Trabajan tanto, observaba el joven Adán, en los campos, en las cocinas y en las lavanderías, y tienen tantos hijos, pero cuando los adultos vuelven del trabajo, siempre da la impresión de que tienen tiempo para abrazar a los niños, hacerles saltar sobre las rodillas, jugar y bromear.
A Adán le gustaban las noches de verano más que cualquier cosa, cuando las familias se reunían, las mujeres cocinaban, los niños correteaban de un lado a otro, y los hombres bebían cerveza fría, bromeaban y hablaban de las cosechas, el tiempo, el ganado.
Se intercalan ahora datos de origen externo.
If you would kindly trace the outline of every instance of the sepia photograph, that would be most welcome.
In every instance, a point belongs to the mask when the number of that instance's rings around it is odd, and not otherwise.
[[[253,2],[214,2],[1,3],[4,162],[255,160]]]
Después, todos se sentaban y cenaban juntos en largas mesas bajo antiguos robles, y enmudecían cuando la gente se dedicaba al muy serio asunto de comer. Después, una vez saciada el hambre, las conversaciones volvían a iniciarse, las bromas, las tomaduras de pelo familiares, las carcajadas. Después, cuando el largo día veraniego daba paso a la noche y el aire se enfriaba, Adán se sentaba lo más cerca posible de las sillas libres que luego se ocuparían cuando los hombres volvieran con sus guitarras. Después se sentaba, literalmente, a los pies de los hombres mientras cantaban la tambora, escuchaba fascinado las canciones sobre gomeros, bandidos y revolucionarios, los héroes de Sinaloa, que eran las leyendas de su infancia.
Y al cabo de un rato, los hombres se cansaban, hablaban de que el sol saldría temprano, las tías volvían con Adán y Raúl a la hacienda, donde dormían en literas, en el balcón protegido con telas mosquiteras, sobre las sábanas que las tías habían rociado con agua fresca.